IL MESSAGGERO (M. FERRETTI) -
La doppietta da urlo di Stamford Bridge sembra lontana anni luce. Te ricordi quer go contro er Cersi? Mamma mia che suatta… Eppure sono passati solo pochi giorni. Ma uno come lui non può permettersi di restare tre partite di fila senza segnare, perché in questi casi parte il solito ritornello: Che t’avevo detto? È un pippone…
Edin Dzeko non va in gol dalla partita di Londra: tre gare di campionato, zero gol. Linfa pura per i suoi detrattori; per coloro che non aspettano altro che il momento per sentirsi, tronfi di se stessi, dalla parte della ragione. Tipo questo momento, con il bosniaco inceppato. Eppure, udite udite,
la Roma con Edin a secco ha vinto tutte tre le partite. Quanti continuano a sostenere che la squadra di Eusebio
Di Francesco sia Dzeko-dipendente possono accomodarsi all’uscita.

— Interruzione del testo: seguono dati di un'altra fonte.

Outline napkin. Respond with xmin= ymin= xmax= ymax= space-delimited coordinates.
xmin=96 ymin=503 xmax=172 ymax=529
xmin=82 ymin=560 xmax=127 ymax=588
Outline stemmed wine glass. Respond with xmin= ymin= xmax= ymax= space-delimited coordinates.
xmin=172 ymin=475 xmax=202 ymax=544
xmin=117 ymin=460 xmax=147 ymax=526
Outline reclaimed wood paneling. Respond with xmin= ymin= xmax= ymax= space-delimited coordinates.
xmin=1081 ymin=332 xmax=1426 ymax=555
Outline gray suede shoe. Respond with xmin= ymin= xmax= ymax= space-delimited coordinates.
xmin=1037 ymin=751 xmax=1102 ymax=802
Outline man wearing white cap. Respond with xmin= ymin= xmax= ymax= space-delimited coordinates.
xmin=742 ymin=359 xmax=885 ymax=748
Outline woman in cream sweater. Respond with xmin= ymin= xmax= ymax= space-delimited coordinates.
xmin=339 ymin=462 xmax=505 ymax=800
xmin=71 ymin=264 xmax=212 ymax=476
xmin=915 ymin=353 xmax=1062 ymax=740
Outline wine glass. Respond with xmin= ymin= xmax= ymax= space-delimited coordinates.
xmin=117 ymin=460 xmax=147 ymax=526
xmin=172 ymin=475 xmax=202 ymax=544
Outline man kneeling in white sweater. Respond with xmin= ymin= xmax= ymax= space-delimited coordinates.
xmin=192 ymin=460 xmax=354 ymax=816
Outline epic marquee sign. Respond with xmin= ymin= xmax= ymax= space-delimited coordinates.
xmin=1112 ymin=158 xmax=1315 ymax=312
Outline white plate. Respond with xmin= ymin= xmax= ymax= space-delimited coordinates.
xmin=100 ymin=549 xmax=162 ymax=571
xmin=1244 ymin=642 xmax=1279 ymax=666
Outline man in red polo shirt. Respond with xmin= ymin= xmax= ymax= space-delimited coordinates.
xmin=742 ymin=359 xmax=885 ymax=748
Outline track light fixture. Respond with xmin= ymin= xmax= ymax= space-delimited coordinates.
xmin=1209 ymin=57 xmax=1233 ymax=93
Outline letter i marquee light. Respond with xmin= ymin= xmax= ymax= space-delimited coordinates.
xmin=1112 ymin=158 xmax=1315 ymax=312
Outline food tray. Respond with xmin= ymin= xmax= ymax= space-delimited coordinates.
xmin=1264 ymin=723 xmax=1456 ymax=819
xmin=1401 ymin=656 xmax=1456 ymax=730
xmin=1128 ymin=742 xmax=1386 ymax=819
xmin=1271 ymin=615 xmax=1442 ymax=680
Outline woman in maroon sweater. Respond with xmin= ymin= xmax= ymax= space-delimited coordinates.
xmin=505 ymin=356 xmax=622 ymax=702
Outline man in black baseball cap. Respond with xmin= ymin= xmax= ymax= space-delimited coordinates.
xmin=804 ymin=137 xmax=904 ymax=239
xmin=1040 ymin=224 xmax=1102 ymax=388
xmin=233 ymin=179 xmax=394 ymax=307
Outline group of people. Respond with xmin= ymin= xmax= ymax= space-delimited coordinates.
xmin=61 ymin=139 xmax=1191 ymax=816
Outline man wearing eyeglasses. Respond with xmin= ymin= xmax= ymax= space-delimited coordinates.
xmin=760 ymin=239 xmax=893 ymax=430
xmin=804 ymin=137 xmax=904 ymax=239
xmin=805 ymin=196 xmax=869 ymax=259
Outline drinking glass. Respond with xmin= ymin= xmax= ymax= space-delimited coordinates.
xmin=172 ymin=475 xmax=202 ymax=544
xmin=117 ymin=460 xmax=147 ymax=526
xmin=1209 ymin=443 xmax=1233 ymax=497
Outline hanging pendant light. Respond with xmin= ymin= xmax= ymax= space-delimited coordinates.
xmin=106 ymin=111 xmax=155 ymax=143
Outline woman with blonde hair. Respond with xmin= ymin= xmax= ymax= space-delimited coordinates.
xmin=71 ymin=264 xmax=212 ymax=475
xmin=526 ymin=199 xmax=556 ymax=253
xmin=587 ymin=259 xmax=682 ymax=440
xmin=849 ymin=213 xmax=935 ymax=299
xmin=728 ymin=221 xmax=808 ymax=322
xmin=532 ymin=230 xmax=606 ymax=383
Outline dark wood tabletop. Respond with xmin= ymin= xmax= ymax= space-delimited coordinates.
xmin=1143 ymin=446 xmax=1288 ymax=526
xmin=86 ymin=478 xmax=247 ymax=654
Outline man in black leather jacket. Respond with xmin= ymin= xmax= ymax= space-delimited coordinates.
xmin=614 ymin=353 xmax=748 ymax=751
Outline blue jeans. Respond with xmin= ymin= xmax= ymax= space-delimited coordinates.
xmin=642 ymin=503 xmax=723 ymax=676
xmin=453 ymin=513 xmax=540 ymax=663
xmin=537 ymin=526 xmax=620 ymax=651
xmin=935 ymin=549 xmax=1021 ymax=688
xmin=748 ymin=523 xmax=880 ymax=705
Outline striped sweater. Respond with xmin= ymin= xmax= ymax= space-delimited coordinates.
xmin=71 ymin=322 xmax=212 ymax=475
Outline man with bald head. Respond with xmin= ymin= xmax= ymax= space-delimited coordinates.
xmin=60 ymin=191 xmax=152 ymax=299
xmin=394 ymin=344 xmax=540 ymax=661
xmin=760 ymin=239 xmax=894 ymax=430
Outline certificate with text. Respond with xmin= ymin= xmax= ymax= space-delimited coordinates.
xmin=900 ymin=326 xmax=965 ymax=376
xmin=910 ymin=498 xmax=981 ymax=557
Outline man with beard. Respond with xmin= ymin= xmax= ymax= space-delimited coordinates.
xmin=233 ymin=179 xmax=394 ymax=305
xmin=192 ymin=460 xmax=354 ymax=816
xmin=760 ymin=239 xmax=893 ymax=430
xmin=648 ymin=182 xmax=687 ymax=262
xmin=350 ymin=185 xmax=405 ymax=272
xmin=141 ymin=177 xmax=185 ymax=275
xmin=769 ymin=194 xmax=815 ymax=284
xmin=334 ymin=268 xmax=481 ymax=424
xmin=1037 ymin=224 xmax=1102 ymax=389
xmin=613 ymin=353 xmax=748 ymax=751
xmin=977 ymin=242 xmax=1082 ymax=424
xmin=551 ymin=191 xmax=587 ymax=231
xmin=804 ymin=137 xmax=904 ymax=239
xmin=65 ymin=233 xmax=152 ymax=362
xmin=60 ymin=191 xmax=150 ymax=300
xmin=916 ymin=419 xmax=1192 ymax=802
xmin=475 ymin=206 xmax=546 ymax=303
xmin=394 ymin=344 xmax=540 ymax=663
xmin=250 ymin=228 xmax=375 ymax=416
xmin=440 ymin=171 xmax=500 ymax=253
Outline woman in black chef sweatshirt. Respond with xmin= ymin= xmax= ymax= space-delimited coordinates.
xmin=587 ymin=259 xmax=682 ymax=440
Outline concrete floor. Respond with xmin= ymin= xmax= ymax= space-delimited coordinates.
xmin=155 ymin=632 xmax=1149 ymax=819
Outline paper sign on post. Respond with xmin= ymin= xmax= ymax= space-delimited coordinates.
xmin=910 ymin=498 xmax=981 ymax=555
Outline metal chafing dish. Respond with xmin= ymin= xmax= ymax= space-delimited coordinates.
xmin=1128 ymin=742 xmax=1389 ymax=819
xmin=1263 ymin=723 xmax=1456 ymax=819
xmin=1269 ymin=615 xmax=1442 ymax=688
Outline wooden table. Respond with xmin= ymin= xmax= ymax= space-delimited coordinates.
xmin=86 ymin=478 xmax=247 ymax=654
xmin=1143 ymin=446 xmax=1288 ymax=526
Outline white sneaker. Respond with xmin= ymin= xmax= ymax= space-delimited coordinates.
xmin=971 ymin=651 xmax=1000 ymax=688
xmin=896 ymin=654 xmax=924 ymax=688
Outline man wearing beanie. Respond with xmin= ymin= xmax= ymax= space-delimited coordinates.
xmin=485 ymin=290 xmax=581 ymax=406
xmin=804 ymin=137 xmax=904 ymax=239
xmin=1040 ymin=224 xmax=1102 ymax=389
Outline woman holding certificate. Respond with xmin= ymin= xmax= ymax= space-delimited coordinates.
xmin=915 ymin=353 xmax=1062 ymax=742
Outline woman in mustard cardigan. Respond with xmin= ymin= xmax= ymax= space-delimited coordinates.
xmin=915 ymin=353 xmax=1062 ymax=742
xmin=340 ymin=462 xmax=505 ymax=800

Si sa, però, che quando uno si mette in testa una cosa è complicato assai fargli cambiare idea, specie se il cervello funziona a gettoni; quindi Dzeko,
39 gol nella passata stagione, già 10 in quella in corso, in questa città – un tempo bellissima, oggi ridotta ai minimi termini – non può permettersi di restare meno di due settimane senza segnare.
La Roma, sia chiaro, ha bisogno come il pane dei suoi gol, e pure di quelli degli altri della rosa; e sarebbe davvero bello, provate un attimo a chiudere gli occhi, ripartire proprio dai Blues. Così, tanto per dare un’altra sverniciata ai sapientoni cittadini.
È una vita, ad esempio, che Dzeko non va in gol in tre partite consecutive in Champions: la prima e finora ultima volta gli è capitata quando indossava la maglia del Wolfsburg, stagione 2009-10, e nella fase a gironi fece piangere in fila i portieri di Besiktas, Cska Mosca e Manchester United. Riuscisse a bucare ancora
Courtois, dopo aver dato un dispiacere a Baku all’amico fraterno
Sehic, Dzeko si toglierebbe un grosso sfizio e, con tutta probabilità, darebbe una grande mano alla Roma.